Synthetic Data Generation Examples
This section demonstrates how to generate synthetic data that preserves the statistical properties of your original data while ensuring privacy. SecureML provides multiple methods with different trade-offs between simplicity, statistical accuracy, and privacy protection.

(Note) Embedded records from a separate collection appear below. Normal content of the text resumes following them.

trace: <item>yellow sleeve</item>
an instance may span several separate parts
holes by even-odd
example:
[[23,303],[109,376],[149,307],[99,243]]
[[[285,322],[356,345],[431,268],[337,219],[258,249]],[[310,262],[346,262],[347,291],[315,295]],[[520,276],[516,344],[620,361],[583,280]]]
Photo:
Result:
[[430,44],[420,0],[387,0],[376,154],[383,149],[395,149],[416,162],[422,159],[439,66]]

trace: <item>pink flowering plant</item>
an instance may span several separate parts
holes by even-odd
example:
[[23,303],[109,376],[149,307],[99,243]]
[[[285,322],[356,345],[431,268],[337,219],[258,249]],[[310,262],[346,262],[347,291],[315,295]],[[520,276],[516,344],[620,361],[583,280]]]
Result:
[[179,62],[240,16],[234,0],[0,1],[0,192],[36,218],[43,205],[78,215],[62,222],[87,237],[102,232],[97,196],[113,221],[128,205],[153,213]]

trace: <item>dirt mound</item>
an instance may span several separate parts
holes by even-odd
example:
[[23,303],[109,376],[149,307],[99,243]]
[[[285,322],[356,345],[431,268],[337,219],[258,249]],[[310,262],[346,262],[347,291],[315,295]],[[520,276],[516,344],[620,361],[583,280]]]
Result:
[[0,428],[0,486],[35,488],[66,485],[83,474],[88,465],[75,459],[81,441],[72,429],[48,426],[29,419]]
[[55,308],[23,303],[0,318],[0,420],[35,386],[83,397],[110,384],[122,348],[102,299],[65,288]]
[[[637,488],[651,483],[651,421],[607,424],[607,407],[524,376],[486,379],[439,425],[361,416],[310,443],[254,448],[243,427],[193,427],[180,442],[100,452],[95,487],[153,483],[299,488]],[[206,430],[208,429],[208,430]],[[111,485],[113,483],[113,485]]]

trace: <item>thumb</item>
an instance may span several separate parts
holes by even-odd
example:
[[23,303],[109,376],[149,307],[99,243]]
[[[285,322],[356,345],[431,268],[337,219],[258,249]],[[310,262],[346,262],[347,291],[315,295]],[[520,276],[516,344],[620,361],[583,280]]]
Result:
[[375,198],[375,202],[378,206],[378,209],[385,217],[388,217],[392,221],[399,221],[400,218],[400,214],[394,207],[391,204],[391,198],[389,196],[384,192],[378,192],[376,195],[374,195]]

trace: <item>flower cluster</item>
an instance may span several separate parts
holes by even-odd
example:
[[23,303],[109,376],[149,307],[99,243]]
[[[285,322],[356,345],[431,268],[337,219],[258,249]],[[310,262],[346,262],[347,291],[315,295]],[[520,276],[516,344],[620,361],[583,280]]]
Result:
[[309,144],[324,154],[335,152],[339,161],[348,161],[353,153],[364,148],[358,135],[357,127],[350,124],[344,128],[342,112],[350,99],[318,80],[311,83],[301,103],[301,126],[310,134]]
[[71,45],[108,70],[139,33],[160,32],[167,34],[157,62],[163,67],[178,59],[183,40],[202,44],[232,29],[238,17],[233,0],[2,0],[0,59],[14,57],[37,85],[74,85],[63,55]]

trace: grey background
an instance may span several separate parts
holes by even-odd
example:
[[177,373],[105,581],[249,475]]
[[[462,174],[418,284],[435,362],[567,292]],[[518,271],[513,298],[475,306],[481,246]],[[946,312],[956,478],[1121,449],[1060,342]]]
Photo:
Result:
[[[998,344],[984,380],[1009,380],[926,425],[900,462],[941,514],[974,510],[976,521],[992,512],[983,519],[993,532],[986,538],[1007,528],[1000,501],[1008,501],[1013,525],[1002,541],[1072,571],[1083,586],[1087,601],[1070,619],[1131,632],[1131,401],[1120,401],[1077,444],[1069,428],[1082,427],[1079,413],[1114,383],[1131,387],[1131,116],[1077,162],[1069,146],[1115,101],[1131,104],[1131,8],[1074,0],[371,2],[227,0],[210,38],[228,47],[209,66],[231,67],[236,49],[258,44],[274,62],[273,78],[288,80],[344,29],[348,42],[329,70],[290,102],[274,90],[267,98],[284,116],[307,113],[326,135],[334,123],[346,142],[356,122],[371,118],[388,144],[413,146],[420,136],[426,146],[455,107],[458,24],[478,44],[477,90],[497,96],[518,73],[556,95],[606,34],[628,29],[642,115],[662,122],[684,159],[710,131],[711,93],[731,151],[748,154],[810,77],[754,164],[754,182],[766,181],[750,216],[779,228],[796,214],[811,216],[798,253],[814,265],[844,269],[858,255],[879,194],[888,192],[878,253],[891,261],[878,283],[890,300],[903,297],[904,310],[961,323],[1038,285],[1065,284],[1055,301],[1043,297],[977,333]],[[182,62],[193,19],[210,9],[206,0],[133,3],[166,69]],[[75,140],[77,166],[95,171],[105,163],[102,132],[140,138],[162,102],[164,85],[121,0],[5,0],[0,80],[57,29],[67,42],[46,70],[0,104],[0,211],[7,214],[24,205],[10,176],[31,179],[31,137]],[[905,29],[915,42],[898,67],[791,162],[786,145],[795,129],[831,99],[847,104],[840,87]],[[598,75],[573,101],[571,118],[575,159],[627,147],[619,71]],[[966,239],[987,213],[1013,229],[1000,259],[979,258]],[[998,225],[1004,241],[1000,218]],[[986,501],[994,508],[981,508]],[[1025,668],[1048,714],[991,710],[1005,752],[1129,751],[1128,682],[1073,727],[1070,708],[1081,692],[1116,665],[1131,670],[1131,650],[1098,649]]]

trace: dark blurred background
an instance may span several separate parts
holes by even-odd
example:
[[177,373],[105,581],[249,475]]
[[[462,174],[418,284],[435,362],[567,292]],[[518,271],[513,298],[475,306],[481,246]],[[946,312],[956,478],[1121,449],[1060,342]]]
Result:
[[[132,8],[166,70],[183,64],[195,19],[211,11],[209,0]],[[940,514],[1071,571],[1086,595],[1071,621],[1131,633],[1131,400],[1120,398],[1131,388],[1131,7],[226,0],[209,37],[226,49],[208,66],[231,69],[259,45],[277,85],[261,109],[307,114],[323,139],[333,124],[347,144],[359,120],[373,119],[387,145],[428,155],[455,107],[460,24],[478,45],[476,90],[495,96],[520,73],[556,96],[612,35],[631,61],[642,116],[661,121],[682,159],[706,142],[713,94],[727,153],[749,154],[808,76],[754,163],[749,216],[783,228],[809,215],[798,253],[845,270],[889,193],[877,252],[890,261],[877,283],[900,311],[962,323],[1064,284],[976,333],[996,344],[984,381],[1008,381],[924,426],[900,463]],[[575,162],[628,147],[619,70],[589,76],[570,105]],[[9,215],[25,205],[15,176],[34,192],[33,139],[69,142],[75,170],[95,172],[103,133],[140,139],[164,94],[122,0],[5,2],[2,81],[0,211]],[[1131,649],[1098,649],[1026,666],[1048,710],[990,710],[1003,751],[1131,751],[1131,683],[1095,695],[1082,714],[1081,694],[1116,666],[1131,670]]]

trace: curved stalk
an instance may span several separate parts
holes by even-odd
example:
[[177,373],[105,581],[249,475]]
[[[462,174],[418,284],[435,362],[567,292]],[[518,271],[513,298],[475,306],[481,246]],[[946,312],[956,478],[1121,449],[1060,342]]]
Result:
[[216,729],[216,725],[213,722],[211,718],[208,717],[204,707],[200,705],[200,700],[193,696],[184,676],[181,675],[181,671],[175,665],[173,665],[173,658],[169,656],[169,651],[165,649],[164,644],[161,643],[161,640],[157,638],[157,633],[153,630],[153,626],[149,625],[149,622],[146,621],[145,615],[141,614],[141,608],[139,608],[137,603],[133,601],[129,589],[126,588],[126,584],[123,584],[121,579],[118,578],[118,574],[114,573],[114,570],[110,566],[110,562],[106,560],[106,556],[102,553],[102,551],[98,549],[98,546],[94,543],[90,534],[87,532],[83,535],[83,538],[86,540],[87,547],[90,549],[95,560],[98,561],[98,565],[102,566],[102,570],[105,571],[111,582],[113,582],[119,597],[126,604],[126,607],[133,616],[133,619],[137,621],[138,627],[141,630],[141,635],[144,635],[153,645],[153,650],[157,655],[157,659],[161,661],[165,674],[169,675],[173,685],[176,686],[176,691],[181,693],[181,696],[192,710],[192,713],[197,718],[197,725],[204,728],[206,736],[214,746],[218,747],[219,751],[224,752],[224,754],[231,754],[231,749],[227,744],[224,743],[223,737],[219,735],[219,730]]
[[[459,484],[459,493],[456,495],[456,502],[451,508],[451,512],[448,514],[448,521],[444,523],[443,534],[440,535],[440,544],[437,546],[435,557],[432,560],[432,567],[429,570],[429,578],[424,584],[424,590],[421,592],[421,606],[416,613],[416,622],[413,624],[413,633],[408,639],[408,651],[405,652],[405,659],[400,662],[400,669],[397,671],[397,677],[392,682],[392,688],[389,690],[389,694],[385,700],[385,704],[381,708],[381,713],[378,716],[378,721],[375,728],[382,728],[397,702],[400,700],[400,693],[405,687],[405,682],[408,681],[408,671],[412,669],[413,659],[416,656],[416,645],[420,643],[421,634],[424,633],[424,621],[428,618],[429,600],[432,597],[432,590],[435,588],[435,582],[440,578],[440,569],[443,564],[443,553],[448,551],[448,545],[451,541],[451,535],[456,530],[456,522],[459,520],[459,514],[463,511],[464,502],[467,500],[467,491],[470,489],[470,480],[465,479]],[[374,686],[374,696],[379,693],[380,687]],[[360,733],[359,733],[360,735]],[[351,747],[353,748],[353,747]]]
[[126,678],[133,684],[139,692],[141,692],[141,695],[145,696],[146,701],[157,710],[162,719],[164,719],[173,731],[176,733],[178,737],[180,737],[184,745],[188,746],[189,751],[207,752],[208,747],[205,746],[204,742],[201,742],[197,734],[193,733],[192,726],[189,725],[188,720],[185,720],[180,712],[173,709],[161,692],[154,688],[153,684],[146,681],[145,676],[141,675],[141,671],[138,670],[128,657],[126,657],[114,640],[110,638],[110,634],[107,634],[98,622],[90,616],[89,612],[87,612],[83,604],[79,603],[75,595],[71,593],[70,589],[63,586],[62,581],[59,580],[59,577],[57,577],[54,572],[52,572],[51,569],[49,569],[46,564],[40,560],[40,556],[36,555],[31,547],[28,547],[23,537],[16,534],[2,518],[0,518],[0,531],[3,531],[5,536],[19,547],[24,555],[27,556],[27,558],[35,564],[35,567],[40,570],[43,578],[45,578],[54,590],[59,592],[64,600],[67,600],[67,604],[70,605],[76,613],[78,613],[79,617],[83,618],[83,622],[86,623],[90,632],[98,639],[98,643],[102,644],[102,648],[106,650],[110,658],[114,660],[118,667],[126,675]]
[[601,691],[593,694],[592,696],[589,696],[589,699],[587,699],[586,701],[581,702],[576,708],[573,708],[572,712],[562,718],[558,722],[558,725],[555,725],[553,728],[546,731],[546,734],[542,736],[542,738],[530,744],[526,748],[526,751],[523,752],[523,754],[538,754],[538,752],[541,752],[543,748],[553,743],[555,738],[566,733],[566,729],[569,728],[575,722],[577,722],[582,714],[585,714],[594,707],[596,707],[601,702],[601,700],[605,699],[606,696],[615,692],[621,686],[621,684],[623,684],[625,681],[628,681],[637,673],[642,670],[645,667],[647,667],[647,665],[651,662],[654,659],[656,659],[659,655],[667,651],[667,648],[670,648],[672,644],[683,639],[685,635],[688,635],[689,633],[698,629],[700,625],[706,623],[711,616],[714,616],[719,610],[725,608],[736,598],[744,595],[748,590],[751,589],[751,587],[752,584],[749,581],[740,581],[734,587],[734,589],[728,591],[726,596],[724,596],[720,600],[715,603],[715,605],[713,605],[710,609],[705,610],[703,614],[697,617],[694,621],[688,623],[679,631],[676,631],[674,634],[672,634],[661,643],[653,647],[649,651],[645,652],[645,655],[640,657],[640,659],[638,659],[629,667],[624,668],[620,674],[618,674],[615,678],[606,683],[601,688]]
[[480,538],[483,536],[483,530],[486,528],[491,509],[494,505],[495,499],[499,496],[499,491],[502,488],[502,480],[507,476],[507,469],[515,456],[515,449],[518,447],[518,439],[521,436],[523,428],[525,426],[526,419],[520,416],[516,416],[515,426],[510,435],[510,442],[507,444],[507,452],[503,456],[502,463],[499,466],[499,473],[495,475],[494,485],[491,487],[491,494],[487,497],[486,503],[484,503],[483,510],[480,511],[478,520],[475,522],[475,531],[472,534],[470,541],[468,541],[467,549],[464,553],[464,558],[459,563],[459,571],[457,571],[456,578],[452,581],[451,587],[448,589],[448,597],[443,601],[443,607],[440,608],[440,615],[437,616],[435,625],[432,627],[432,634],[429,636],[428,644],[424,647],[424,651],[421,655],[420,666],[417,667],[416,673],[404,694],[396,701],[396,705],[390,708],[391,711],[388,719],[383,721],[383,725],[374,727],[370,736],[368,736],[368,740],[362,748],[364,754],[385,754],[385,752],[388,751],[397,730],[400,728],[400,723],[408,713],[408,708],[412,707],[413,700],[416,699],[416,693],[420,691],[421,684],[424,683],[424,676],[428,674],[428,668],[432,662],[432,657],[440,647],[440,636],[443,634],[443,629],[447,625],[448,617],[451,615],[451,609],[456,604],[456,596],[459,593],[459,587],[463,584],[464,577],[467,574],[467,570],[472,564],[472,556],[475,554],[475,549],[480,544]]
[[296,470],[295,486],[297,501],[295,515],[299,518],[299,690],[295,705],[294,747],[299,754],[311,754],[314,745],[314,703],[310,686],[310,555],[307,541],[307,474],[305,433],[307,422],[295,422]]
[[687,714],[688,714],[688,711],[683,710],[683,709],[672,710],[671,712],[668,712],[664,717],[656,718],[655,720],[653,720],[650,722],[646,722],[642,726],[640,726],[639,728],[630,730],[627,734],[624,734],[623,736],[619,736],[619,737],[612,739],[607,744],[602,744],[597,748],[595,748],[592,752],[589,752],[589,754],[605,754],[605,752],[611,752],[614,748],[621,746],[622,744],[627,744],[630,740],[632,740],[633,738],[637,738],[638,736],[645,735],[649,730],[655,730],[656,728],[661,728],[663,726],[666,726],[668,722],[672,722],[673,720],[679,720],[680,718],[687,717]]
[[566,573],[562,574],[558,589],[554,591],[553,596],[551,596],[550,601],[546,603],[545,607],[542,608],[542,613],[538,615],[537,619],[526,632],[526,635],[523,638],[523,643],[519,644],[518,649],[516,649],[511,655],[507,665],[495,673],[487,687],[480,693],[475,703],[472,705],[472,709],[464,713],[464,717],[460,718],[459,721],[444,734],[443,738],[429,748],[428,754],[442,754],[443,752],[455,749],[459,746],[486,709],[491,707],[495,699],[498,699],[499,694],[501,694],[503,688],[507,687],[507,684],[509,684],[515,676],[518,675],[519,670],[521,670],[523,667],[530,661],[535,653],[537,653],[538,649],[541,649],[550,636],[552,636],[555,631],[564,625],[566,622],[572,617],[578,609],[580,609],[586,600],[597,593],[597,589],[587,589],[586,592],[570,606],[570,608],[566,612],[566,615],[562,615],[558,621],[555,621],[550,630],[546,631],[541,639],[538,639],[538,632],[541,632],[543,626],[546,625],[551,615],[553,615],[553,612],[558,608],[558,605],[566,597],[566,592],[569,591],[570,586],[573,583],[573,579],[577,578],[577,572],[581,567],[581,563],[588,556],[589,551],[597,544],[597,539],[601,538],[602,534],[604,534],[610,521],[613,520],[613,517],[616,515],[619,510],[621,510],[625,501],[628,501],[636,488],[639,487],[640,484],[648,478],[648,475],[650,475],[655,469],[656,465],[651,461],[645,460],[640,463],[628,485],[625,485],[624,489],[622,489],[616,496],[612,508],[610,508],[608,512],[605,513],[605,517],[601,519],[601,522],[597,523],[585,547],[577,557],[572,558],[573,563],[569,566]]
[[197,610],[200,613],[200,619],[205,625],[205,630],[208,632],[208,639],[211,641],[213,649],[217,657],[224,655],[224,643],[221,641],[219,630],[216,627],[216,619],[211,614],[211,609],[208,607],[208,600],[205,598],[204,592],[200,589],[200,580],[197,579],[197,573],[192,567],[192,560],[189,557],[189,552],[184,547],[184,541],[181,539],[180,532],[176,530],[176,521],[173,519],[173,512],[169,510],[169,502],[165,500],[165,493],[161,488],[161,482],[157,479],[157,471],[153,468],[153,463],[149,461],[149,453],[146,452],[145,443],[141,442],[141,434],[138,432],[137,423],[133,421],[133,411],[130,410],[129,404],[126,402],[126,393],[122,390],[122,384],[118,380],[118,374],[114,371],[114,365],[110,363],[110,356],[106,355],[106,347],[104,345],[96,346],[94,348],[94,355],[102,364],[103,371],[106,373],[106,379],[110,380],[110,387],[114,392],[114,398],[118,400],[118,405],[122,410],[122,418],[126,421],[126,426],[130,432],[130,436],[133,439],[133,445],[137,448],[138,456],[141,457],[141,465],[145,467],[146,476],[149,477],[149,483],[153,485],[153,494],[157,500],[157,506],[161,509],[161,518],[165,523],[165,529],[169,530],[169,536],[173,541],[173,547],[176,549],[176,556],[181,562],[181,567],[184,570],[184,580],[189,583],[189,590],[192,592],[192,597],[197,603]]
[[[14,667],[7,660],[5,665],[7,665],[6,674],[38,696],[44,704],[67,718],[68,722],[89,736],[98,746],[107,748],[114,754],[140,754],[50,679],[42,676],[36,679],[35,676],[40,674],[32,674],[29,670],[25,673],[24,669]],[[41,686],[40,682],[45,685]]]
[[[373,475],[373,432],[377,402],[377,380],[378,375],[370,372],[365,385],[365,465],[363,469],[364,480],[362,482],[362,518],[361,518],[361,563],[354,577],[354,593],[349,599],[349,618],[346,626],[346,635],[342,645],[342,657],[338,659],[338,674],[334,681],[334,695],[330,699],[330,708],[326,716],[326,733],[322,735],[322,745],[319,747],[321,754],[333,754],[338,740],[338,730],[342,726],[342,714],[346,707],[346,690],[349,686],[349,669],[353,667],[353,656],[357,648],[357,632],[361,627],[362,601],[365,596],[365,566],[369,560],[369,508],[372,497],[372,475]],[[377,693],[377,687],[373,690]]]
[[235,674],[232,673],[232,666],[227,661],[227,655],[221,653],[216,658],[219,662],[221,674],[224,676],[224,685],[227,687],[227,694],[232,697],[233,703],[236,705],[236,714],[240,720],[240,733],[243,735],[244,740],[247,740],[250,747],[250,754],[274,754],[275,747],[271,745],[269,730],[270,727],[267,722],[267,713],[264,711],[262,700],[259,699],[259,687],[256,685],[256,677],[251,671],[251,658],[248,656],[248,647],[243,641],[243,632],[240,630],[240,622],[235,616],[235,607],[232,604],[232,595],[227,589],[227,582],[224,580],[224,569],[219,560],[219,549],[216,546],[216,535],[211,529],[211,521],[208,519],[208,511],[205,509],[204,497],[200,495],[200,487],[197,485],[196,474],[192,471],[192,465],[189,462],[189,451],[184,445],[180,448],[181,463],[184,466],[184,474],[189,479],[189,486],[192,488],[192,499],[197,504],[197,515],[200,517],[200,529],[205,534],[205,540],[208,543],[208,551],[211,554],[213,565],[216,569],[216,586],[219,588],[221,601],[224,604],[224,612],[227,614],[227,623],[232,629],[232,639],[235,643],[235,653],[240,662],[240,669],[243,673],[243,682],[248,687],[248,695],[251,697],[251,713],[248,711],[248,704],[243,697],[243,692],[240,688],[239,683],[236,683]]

Basic Synthetic Data Generation
The simplest way to generate synthetic data is using the simple method:
import pandas as pd
from secureml.synthetic import generate_synthetic_data
# Sample data with sensitive information
data = pd.DataFrame({
'name': ['John Smith', 'Jane Doe', 'Robert Johnson'],
'age': [34, 29, 42],
'gender': ['Male', 'Female', 'Male'],
'email': ['john.smith@example.com', 'jane.doe@example.com', 'robert.j@example.com'],
'income': [65000, 72000, 58000],
'credit_score': [720, 750, 680],
'zipcode': ['12345', '23456', '34567']
})
# Generate synthetic data using simple method
synthetic_data = generate_synthetic_data(
template=data,
num_samples=20,
method="simple",
sensitive_columns=['name', 'email'],
seed=42
)
print("Synthetic data sample:")
print(synthetic_data.head())
The simple method generates values by sampling from observed distributions for non-sensitive columns, while using more sophisticated techniques (like Faker) for sensitive columns.
Statistical Method
For better preservation of statistical relationships, use the statistical method:
# Generate synthetic data with statistical method
statistical_synthetic = generate_synthetic_data(
template=data,
num_samples=20,
method="statistical",
sensitive_columns=['name', 'email'],
preserve_dtypes=True,
preserve_outliers=True,
categorical_threshold=10,
handle_skewness=True,
seed=42
)
# Compare correlations
numeric_cols = ['age', 'income', 'credit_score']
print("Original correlation matrix:")
print(data[numeric_cols].corr())
print("\nSynthetic correlation matrix:")
print(statistical_synthetic[numeric_cols].corr())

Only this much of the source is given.